All that said, we’ll spend the rest of this space looking at Broncus’ actual financials, which as we’ve said above, look quite modest. The company, which was founded in 2012 in Hangzhou, posted just $3.26 million in revenue last year, representing a 60% tumble from 2019. It blamed the global pandemic for the huge drop, and its prospectus shows that most of the decline came from a big drop in business from its distributor partners. By comparison, its business selling directly to hospitals held up much better during the pandemic.

An updated version of the prospectus shows that Broncus’ sales indeed began to recover this year, nearly tripling in the first four months of 2021 to $1.6 million from just $520,000 for the same period the previous year. Still, on an annualized basis, the figure from the first four months would translate to just $4.8 million for all 2021, which is still well below the roughly $8 million in sales for all 2019. The company does note that the first quarter of the year is typically a slow one, and that the fourth quarter is usually the strongest.

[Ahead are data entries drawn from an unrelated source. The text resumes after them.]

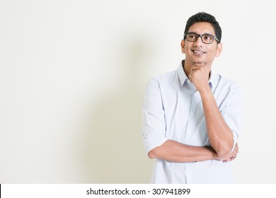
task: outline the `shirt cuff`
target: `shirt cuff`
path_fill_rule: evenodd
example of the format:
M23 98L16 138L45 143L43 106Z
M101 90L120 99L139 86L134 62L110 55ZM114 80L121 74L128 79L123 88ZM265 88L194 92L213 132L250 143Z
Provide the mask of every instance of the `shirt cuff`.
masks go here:
M144 146L145 148L146 153L154 148L162 145L168 139L164 136L163 133L155 132L151 134L150 136L144 139Z
M231 149L230 153L232 153L234 149L235 148L236 141L235 139L234 139L233 142L234 142L234 145L233 145L232 149Z

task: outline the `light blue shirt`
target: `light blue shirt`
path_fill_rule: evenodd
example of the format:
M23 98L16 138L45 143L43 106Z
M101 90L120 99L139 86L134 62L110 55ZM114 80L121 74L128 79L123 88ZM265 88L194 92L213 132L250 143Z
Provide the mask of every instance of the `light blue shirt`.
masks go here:
M209 84L236 143L241 121L241 89L234 81L213 72ZM150 80L142 110L142 135L146 153L168 139L210 146L200 95L185 75L182 63L176 71ZM156 159L151 182L232 183L231 163L218 160L174 163Z

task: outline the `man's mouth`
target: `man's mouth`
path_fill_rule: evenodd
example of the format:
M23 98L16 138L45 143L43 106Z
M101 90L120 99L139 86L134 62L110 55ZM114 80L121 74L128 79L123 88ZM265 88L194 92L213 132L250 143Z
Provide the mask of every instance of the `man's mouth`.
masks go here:
M205 52L198 50L192 50L192 52L197 56L201 56L205 54Z

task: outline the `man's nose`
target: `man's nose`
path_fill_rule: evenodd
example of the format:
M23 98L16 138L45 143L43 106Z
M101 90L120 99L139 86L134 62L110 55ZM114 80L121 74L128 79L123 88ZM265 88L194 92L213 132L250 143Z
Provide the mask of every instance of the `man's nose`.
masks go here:
M197 40L195 41L194 45L195 46L202 46L203 42L201 39L201 37L198 37Z

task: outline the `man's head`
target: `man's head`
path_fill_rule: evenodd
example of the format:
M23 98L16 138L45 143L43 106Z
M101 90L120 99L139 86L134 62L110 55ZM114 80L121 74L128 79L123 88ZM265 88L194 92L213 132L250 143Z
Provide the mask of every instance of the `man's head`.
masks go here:
M188 18L186 23L186 27L185 28L184 35L188 33L190 26L198 22L207 22L210 23L211 25L214 28L215 36L218 40L218 42L221 42L222 28L219 26L219 22L217 21L214 16L205 12L197 13Z
M214 57L222 50L221 39L222 29L214 16L201 12L190 17L181 42L186 69L195 63L204 64L211 69Z

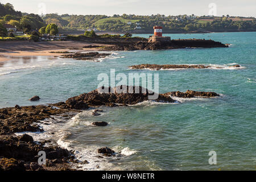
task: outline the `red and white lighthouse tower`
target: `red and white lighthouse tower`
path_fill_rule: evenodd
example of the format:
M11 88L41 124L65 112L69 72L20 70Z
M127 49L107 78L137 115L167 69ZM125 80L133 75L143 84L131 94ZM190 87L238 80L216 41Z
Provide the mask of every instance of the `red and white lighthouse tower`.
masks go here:
M154 26L154 35L155 36L162 36L163 27L162 26Z

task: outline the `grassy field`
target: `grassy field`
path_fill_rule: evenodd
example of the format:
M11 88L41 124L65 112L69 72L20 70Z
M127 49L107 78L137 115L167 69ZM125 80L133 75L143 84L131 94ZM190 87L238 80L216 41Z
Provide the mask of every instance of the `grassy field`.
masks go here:
M137 22L138 22L139 20L136 20L136 19L123 19L122 18L119 17L119 18L104 18L104 19L99 19L98 20L97 20L96 22L95 22L94 24L95 25L99 25L101 24L104 24L106 23L106 22L108 20L114 20L114 21L117 21L117 20L120 20L121 22L123 22L123 23L127 23L128 22L131 22L131 23L136 23Z
M15 35L15 38L11 38L10 36L0 36L0 41L1 40L22 40L23 39L29 38L30 35Z

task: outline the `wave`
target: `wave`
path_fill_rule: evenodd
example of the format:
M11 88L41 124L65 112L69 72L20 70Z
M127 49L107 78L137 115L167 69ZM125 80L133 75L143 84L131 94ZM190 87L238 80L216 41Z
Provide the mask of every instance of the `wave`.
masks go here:
M9 72L2 73L0 73L0 76L9 75L9 74L12 74L12 73L18 73L18 72Z
M227 64L186 64L188 65L204 65L204 66L209 66L208 68L161 68L160 69L156 69L154 68L142 68L142 69L146 69L146 70L150 70L150 71L177 71L177 70L184 70L184 69L244 69L246 68L246 67L242 67L241 66L240 67L233 67L232 65L236 65L236 63L230 63ZM132 69L129 68L128 69Z
M254 78L246 78L247 81L246 82L250 82L250 83L256 83L256 79Z

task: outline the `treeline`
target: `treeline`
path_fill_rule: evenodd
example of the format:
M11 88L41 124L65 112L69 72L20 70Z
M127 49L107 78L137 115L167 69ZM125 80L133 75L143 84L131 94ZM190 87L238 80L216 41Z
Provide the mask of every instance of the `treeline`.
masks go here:
M0 24L10 24L28 34L45 26L46 23L38 15L24 14L16 11L10 3L0 3Z
M11 24L25 33L38 31L47 24L55 24L59 31L82 30L100 30L116 32L132 32L134 30L152 31L153 26L162 26L165 31L189 32L195 30L209 31L255 31L256 20L237 17L213 18L199 17L194 15L165 16L164 15L135 15L123 14L106 15L76 15L46 14L43 17L34 14L22 13L14 10L10 3L0 3L0 24ZM243 17L244 18L244 17ZM53 32L53 31L52 31Z
M68 14L58 15L52 14L46 15L43 19L47 23L55 23L64 30L97 28L101 31L130 32L137 30L136 27L138 26L140 27L139 30L142 31L151 31L153 26L159 25L163 26L165 31L191 31L201 29L211 31L256 30L256 20L254 18L250 20L233 21L232 19L224 16L214 19L211 18L209 19L212 19L212 21L202 22L200 22L200 17L196 17L193 15L192 16L193 18L185 15L165 16L163 15L139 16L126 14L108 16ZM97 22L102 19L106 19L102 22ZM128 22L131 23L127 24ZM139 25L137 25L136 22L139 23Z

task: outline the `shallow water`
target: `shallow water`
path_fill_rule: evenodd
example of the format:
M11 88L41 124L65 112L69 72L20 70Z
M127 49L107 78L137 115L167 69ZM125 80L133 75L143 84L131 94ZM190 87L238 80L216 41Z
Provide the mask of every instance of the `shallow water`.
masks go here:
M189 89L216 92L221 96L179 98L180 104L146 102L128 107L103 107L104 112L97 117L92 115L92 110L86 110L63 123L43 125L46 131L56 131L47 137L77 150L79 159L90 162L82 166L84 169L97 169L97 164L99 169L255 169L256 32L164 35L172 39L211 39L232 45L115 51L101 62L49 56L11 57L11 61L0 63L0 107L65 101L95 89L100 82L98 75L109 75L110 69L115 69L116 75L158 73L160 93ZM226 69L128 68L146 63L210 64ZM243 68L228 67L234 64ZM34 102L28 100L34 95L42 99ZM91 126L95 121L106 121L109 125ZM32 135L35 138L44 137ZM97 149L105 146L121 151L121 154L113 158L97 158ZM217 153L217 165L209 164L208 153L212 150Z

In terms of bottom line, the company posted a net loss of $48.8 million last year, widening from a $32.6 million loss in 2019. For the first four months of this year its loss widened to $13.8 million from $10.3 million a year earlier.

At the end of the day, people are clearly looking at Broncus as a company that could be on the cusp of making big bucks from its products. The pandemic dealt a setback to that plan, setting it back at least a year or possibly two. But with that factor now behind it, all eyes will be watching closely to see if it can quickly rev up revenue and start narrowing its losses in the next couple of years.